ADSM-L

Re: Possibly OT: How to diagnose 3494 ATL "communications" failures

2004-06-15 11:07:13
Subject: Re: Possibly OT: How to diagnose 3494 ATL "communications" failures
From: Zoltan Forray/AC/VCU <zforray AT VCU DOT EDU>
To: ADSM-L AT VM.MARIST DOT EDU
Date: Tue, 15 Jun 2004 10:30:16 -0400
No, that is not the real issue. This is what I kept trying to explain to
IBM.

There is no communication failure, as far as I can see, other than the AIX
system saying the LM is not reponding in a timely fashion.  When this
occurs, AIX says the box is offline.  I can ping each other from both
ends, the LM and AIX.  But, the LM functionality is lost. TSM/AIX no
longer knows what tapes are mounted...what their status is/was, etc.  When
I go to the LM and force a reinit of the port (it says the port is
initialized and functioning), the problems usually clear up, for a while.
The LM is not what you would consider "hung up". Everything continues to
function from the MVS/zOS side that is sharing the library.
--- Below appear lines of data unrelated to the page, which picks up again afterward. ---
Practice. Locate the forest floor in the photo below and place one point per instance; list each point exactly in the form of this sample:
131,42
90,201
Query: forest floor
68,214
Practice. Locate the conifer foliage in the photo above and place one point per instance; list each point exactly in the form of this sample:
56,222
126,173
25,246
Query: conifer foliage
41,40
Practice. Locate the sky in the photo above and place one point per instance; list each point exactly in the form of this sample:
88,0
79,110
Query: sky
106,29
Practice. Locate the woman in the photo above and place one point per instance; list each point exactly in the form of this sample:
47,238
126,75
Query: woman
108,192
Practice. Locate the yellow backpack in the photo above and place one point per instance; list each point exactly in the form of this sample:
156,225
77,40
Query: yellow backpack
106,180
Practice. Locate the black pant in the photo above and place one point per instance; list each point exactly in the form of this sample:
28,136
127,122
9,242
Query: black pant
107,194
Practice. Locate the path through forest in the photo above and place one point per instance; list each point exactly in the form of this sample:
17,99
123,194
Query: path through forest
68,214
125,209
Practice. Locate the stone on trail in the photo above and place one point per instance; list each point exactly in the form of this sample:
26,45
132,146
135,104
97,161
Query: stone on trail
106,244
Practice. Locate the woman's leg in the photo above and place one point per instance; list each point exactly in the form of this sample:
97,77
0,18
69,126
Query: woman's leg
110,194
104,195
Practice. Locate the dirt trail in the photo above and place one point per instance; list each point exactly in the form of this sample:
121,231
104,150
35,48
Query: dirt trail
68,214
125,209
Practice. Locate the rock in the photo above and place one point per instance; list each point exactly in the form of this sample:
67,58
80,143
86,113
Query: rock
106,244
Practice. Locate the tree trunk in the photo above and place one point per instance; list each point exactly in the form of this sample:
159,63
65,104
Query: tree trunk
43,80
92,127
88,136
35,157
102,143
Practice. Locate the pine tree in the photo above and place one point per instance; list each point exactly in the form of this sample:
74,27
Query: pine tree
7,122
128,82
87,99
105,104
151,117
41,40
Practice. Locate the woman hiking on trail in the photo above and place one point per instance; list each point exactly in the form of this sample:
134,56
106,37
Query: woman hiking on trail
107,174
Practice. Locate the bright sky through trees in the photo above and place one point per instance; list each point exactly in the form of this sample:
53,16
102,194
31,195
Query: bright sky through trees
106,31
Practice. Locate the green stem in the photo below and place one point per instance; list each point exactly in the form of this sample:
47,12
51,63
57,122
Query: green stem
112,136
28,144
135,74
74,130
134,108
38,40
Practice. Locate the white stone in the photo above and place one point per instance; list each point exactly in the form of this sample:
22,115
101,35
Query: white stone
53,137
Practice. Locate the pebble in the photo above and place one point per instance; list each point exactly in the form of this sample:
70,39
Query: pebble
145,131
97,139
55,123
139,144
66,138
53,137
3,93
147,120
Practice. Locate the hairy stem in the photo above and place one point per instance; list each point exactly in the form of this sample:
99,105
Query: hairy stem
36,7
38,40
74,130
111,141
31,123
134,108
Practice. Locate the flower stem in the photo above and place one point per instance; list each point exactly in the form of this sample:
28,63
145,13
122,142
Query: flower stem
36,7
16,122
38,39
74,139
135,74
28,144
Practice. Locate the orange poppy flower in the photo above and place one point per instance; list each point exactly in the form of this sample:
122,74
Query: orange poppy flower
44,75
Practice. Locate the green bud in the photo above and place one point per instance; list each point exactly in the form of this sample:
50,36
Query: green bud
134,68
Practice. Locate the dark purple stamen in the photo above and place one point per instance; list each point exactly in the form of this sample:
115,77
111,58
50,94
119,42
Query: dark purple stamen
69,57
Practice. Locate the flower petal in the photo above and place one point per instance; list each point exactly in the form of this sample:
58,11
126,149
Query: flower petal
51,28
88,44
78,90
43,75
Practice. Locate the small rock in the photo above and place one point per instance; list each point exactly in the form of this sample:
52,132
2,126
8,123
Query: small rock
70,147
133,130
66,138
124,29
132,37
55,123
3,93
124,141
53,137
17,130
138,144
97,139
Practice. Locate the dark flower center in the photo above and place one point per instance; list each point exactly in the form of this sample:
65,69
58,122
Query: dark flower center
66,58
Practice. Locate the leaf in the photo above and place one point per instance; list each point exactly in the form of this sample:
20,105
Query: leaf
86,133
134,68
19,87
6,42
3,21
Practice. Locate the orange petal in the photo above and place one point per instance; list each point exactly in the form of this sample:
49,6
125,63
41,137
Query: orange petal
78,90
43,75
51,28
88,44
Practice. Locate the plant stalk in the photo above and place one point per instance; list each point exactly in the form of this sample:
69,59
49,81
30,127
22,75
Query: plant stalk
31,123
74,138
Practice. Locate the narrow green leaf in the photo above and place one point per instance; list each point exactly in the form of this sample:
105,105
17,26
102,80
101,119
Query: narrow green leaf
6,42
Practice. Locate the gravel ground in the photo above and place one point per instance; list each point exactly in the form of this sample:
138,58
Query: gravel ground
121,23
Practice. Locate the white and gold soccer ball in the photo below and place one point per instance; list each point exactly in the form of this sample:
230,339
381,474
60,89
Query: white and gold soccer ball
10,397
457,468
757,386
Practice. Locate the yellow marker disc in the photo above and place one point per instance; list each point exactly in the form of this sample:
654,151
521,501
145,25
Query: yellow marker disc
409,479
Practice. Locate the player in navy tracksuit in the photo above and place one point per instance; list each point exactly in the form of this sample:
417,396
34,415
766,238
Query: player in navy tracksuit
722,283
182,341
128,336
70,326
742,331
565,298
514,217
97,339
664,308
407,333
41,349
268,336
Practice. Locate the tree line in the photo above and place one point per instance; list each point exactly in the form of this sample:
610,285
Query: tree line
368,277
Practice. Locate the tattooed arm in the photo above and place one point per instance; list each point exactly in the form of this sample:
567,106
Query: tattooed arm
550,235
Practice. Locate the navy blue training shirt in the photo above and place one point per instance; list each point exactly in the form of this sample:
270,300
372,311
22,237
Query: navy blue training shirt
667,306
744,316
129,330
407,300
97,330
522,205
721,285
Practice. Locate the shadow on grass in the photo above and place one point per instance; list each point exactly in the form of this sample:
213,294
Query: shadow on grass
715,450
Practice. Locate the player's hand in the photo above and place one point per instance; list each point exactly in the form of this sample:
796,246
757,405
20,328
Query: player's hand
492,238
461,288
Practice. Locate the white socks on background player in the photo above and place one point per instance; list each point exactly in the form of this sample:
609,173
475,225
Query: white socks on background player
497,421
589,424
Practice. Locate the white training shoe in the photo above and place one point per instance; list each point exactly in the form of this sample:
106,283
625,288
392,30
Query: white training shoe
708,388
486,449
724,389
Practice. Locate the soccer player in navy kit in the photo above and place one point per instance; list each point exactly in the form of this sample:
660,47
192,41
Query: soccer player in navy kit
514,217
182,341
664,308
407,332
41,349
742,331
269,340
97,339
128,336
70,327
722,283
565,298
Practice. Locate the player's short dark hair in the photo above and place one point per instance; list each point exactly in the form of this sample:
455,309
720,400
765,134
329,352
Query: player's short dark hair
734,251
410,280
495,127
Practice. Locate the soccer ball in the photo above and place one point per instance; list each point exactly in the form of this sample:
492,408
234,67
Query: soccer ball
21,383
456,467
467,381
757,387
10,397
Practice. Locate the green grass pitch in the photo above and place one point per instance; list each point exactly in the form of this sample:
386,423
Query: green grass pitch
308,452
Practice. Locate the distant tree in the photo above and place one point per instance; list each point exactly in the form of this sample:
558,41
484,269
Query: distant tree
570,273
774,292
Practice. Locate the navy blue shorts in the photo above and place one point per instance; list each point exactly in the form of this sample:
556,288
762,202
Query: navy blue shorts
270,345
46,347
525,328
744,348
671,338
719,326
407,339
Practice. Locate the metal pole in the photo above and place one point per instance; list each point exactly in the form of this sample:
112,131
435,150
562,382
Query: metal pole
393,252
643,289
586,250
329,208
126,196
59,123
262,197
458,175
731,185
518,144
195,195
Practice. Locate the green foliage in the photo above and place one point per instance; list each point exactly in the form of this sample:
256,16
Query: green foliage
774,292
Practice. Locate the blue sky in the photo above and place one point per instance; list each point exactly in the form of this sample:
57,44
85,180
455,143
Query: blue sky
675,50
The LM is not a different subnet. It is on the same, GIG-E private subnet.
 No, the LM can not be configured to anything faster than 10-Half (per
IBM). eventhough it is a simple 3C509 16-bit card and should be able to
handle it.

When the subnet traffic was analyzed (at the times the "timeout" were
occuring), the main thing that popped-up was the flood of broadcast
traffic.  I don't know what else was analyzed. However, when they put the
sniffer on the "line", they told me the broadcast traffic from the TSM
server was 6X any other traffic.

As for your questions:

1.  No.   No.  No.
2.  Yes.
3.  Yes, mostly. I recently pushed ATAPE to the latest level, 8.4.8.0 -
More on this, later.
4.   Not sure/don't know.
5.   Yes. There is not firewall process on this subnet. It's main/only
purpose is for TSM backup traffic.
6.   Not that we can tell.  Some times for hours during the day, other
times in the middle of the night.
7.  Yes. Tested end-to-end. That was the first thing we checked.
8.  Yes. This is an old, non-VTS box. There hasn't been a
micro-code/firmware change/update for a long time.
9.  Haven't tried this.

To add to the confusion, since we updated the ATAPE drives to 8.4.8.0 (and
had to reconfigure the PATHs for ALL TSM servers that share the
library.........great fun !), I have not had any more problems.

I had my AIX guy look over the history of changes to ATAPE since the level
we were at, and he could not see anything obvious that would have
addresses our problem.  FWIW, we were at 8.3.6.0.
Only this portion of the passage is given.